И дело не только в стиле. Море в то время играло огром­ную роль в жизни страны, служило средством передвиже­ния, источником существования, театром военных действий. Соответственно «морская» литература, как художественная, так и документальная, затрагивала центральные националь­ные проблемы. Фенимор Купер создавал не только «мор­ские» романы, он писал также историю флота, где четко прослеживается мысль, что история американского фло­та — это история Соединенных Штатов. Но в докумен­тальном или романтическом жанре автор «Красного корса­ра», «Лоцмана» или «Мерседес из Кастильи» писал о про­шлом, к тому же, как говорили, на языке «поэзии соленых волн». Не будем преуменьшать выдающихся достоинств поэзии тех времен, которая, кстати, производила в свое вре­мя на читателей сильнейшее впечатление. И вдруг Ричард Генри Дана своей книгой развеял магические чары, устра­нил всякую дистанцию во времени и пространстве, открыв перед читателем картину морской жизни как обычной повседневности.

Задача Даны — привлечь внимание к жизни на море, в то же время не идеализируя, не героизируя ее. Небольшое суд­но, затерянное в океане,— клеточка общества, и потому, вступив на палубу, естественно посмотреть и обсудить, как решаются здесь те же злободневные проблемы, что и на суше. Вес каждой детали жизни на судне, попадающей в поле зрения повествователя, определяется ее универ­сальным значением — нравственным, политическим и, на­конец, хозяйственным. Речь идет о людях, работающих в море и в то же время живущих в обществе, а нравы об­щества, его возможное совершенствование составляют предмет постоянного пристального внимания Даны, потом­ка пилигримов-преобразователей, прибывших в Новый свет исключительно ради дерзкого эксперимента — обновления человечества.    Многие   надежды    отцов-пилигримов   уже развеялись как иллюзорные, но все же их потомок остает­ся проповедником и воспитателем, хотя и ненавязчивым.

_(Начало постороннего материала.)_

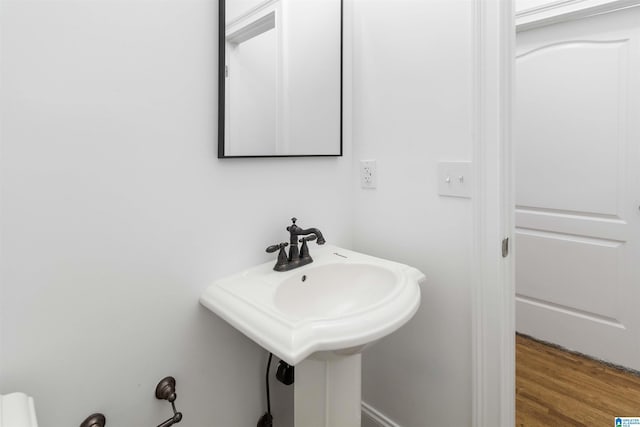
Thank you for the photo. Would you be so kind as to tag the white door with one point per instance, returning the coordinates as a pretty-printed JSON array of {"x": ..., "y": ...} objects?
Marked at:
[{"x": 577, "y": 163}]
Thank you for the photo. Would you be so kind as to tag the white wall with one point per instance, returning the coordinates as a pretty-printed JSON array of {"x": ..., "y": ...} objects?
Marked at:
[
  {"x": 521, "y": 5},
  {"x": 412, "y": 107},
  {"x": 116, "y": 214}
]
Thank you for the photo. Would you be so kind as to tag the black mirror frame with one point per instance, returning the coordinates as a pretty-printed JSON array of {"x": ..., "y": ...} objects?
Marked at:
[{"x": 221, "y": 88}]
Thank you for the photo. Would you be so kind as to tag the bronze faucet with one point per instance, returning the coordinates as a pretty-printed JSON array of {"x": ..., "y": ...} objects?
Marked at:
[{"x": 296, "y": 258}]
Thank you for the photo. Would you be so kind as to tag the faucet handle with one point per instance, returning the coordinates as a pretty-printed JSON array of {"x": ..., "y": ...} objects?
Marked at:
[{"x": 274, "y": 248}]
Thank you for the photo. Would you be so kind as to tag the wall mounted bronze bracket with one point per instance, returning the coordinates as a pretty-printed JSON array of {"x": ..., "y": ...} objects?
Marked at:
[
  {"x": 94, "y": 420},
  {"x": 165, "y": 390}
]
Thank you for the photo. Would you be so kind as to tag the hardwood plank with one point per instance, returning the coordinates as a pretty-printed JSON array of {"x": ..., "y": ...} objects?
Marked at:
[{"x": 555, "y": 387}]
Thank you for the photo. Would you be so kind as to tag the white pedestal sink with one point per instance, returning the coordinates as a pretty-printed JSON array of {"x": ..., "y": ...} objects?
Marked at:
[{"x": 319, "y": 317}]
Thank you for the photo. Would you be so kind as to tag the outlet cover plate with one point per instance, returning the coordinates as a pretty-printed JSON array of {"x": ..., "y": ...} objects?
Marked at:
[
  {"x": 454, "y": 179},
  {"x": 368, "y": 174}
]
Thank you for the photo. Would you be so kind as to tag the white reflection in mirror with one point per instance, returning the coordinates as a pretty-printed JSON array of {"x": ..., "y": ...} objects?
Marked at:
[{"x": 282, "y": 77}]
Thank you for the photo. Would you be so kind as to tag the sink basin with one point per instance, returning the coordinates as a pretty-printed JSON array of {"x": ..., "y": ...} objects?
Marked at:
[
  {"x": 334, "y": 290},
  {"x": 341, "y": 302}
]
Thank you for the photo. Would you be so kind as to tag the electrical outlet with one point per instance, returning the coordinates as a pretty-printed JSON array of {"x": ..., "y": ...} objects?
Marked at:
[{"x": 368, "y": 174}]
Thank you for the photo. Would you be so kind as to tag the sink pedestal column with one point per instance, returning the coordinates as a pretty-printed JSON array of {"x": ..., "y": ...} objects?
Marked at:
[{"x": 327, "y": 393}]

Он внимательно присматривается к этой особой породе людей, к морякам, понимая, что особые условия их сущест­вования и труда тем отчетливее обостряют проблемы, реше­ние которых не может не волновать каждого достойного гражданина.

Страницы, где описываются произвол капитана и телес­ные наказания на «Пилигриме», произвели в свое время потрясающее впечатление. И не только потому, что о гру­бости морских нравов никто прежде не говорил во весь го­лос, а потому, что это оказалось доложено так просто, ясно и непосредственно, как повседневный факт.